It was the parting ratio shot heard around the world, aimed at the breast pocket of designers everywhere, when his Honour Judge Birss QC offered perhaps the most stinging barb of all: Your tablet computer is just not as cool …
Covering well traversed ground for IP Whiteboard, we re-join Apple and Samsung in their ongoing, world-wide stoush over the intellectual property rights in their tablet computer offerings. In the blue corner, Apple’s market-leading iPad; in the red corner, Samsung’s Galaxy Tab (versions 7.7, 8.9 and 10.1).
To date, the parties had largely disputed utility patents that focused on functionality or manufacturing techniques, but this particular case between Samsung Electronics (UK) Limited and Apple Inc was about the visual design of the tablets themselves.

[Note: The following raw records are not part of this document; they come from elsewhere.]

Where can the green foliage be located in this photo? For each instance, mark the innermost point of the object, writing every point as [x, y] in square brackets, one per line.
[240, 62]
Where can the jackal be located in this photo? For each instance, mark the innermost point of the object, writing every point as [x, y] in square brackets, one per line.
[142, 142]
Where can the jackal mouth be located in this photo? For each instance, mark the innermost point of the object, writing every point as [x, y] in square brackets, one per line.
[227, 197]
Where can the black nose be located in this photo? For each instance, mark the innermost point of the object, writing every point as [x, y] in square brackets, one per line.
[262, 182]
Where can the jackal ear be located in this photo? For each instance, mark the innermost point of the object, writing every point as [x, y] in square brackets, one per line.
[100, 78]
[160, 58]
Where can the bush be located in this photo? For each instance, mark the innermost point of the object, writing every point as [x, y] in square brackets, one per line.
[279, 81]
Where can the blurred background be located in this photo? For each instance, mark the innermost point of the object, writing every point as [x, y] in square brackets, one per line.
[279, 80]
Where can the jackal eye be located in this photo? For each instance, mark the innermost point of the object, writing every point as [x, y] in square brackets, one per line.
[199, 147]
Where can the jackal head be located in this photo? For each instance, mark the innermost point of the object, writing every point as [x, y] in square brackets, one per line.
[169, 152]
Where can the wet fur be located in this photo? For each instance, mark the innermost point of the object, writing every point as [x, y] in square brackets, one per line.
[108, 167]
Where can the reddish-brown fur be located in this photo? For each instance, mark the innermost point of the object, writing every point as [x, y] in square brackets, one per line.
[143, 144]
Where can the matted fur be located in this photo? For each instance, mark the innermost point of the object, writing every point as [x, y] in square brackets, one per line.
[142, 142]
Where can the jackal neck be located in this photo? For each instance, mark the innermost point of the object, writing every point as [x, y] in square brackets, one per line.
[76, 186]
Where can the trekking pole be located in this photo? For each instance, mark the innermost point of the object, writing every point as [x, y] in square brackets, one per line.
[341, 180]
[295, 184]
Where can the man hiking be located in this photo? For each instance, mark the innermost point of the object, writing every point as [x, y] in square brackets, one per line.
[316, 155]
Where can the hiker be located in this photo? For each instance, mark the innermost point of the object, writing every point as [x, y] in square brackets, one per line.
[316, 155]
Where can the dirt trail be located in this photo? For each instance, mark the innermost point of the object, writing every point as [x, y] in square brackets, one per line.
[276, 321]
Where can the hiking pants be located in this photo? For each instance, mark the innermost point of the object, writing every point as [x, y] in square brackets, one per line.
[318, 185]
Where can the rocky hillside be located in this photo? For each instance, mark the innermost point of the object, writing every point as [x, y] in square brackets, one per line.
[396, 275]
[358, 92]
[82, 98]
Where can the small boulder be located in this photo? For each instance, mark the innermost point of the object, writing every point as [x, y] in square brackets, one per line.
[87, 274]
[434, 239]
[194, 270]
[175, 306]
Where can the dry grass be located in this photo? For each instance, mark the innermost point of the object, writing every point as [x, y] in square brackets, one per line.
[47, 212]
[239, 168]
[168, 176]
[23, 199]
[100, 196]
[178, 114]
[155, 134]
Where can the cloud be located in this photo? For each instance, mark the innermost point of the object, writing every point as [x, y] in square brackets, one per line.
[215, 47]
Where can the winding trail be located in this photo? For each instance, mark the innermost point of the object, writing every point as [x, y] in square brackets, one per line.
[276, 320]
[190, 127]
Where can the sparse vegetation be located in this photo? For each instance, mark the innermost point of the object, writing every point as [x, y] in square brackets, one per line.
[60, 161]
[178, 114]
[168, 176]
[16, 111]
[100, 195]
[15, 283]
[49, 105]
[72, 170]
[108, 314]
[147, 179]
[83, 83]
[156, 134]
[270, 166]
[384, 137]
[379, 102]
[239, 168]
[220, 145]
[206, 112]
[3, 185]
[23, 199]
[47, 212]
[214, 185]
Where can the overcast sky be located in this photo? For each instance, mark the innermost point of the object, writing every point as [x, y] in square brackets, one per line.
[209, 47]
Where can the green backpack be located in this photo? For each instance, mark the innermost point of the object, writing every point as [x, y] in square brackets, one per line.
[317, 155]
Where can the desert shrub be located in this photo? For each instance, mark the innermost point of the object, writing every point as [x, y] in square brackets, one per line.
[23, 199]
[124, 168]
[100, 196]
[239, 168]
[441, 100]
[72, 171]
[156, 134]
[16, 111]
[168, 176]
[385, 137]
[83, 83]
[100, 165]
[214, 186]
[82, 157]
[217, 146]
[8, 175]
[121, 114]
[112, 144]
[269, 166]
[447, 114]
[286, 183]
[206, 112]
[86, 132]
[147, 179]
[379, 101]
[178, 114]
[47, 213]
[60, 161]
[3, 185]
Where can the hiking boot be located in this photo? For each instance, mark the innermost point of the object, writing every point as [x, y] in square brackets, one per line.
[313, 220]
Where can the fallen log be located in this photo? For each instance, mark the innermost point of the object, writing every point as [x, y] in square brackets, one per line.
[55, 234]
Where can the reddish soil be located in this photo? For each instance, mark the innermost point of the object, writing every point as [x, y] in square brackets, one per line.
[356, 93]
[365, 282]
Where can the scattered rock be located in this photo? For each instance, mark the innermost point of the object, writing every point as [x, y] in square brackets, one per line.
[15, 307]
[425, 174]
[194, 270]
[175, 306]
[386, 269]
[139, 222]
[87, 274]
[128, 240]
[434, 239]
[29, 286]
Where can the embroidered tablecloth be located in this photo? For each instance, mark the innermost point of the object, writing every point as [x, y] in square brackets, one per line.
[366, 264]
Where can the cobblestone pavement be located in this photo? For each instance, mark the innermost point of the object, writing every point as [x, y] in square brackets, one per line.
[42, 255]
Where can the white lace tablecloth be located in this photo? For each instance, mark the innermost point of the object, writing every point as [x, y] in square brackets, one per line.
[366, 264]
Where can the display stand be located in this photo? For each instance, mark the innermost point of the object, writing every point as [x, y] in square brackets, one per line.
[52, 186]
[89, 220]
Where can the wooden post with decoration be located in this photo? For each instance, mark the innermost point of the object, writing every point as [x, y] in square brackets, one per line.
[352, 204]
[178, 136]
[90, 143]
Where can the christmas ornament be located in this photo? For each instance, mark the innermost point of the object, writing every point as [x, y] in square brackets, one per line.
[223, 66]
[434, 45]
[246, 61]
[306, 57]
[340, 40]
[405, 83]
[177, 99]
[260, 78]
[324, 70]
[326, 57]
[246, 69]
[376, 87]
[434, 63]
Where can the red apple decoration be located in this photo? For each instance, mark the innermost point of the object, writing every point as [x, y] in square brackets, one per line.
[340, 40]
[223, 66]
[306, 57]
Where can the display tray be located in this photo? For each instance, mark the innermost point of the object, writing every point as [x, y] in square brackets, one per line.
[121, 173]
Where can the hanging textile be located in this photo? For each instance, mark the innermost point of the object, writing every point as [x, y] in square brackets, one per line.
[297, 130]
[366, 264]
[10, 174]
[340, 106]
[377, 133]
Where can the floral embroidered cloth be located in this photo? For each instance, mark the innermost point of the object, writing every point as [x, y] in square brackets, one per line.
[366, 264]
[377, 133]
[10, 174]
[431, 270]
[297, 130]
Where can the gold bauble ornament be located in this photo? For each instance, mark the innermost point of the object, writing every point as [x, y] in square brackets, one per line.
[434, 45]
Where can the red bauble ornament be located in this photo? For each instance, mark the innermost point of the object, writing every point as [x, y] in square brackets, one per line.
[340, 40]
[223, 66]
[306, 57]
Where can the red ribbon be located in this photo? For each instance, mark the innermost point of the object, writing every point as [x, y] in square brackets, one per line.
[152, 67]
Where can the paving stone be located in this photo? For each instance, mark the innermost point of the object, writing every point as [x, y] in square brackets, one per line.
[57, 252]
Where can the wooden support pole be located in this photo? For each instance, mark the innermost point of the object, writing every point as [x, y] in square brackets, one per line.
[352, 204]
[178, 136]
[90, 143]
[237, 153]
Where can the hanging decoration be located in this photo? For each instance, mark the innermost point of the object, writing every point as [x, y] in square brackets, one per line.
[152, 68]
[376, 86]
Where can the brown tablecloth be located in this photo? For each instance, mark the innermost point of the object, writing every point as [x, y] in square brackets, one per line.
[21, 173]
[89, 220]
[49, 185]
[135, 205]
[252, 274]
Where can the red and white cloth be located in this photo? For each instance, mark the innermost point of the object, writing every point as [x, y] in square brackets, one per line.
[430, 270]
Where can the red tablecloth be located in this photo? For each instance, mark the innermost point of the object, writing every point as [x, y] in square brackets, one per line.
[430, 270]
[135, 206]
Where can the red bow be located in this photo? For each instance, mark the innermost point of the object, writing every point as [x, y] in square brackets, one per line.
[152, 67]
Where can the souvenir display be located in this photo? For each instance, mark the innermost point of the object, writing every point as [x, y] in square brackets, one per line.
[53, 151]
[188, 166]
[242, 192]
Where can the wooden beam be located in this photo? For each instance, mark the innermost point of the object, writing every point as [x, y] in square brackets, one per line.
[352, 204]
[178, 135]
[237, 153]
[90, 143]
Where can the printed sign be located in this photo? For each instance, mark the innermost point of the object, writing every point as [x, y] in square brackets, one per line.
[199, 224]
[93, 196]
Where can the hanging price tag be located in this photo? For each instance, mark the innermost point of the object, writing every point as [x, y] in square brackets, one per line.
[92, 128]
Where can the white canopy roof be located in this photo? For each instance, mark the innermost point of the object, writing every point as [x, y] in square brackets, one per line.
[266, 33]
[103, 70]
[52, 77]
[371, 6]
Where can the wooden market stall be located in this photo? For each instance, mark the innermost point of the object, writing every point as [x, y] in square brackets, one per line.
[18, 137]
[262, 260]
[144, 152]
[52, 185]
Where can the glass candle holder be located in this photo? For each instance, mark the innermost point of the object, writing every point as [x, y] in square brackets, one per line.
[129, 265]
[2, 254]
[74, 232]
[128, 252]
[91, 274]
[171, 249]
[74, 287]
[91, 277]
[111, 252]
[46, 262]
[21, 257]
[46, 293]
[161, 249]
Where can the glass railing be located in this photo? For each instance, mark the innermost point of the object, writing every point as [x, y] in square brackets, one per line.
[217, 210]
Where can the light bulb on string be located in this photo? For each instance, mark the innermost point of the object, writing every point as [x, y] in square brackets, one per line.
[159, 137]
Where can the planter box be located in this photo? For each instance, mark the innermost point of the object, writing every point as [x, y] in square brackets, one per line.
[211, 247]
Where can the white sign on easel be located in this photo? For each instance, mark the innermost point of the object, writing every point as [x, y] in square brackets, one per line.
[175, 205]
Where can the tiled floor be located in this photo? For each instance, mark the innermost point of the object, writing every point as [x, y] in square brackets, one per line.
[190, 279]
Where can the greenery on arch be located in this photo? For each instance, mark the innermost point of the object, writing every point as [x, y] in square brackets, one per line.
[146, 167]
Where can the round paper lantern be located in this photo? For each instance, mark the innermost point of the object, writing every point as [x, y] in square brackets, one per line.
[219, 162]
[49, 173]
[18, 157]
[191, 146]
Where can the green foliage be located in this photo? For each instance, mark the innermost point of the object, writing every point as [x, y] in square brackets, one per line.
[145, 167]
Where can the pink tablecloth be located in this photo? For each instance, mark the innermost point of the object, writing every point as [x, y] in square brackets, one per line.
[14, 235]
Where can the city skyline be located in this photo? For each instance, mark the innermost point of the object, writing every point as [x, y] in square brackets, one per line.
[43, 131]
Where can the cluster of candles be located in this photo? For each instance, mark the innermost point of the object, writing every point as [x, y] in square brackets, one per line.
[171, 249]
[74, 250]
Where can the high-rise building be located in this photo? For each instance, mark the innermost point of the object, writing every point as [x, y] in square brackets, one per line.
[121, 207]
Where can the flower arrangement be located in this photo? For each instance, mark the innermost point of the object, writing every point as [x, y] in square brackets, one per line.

Apple submitted to the court that there were seven main groups of features where the Samsung offerings infringed Apple’s design, including "a rectangular, biaxially symmetrical slab with four evenly, slightly rounded corners", and "overall, a design of extreme simplicity…".
The challenge for the Court was threefold. First, reconcile the iPad with the prior art base for tablets. Second, consider to what extent the design elements were driven by function, or necessity, rather than creativity. Finally, the Court would need to compare the iPad with the Galaxy devices to determine if Samsung’s offerings "… produced on the informed user a different overall impression".
The Court made the point that the very portable, lightweight nature of these tablets undercuts much of the design process, and both products could be clearly seen as part of the "family … of its kindred prior art base". But as it turns out, the Court concluded that the vast bulk of the iPad’s features are a by-product of design choices, rather than being dictated by function.
Further, the Court found that, for the most part, Samsung’s Galaxy Tabs were similar in each of the 7 areas – variously describing the features as "virtually identical", "trivial (difference)", and "… very, very similar". What separated the products in the end was the thinness of the Galaxy Tabs, and the detailing on the back of the device – nuances that the Court considered would not be lost on the "informed user".
Samsung would have been very happy with this result, and all the parties would have marched off to prepare for their next engagement (or possibly the appeal to this one…), but the Court was not done.
In a cruel, Pyrrhic-like closing, the Court stated that Samsung’s products "do not have the same understated and extreme simplicity which is possessed by the Apple design. They are not as cool". Thus: "The overall impression produced is different".
You could not buy publicity like that. Just goes to show – you can win the legal battle, but lose the marketing war.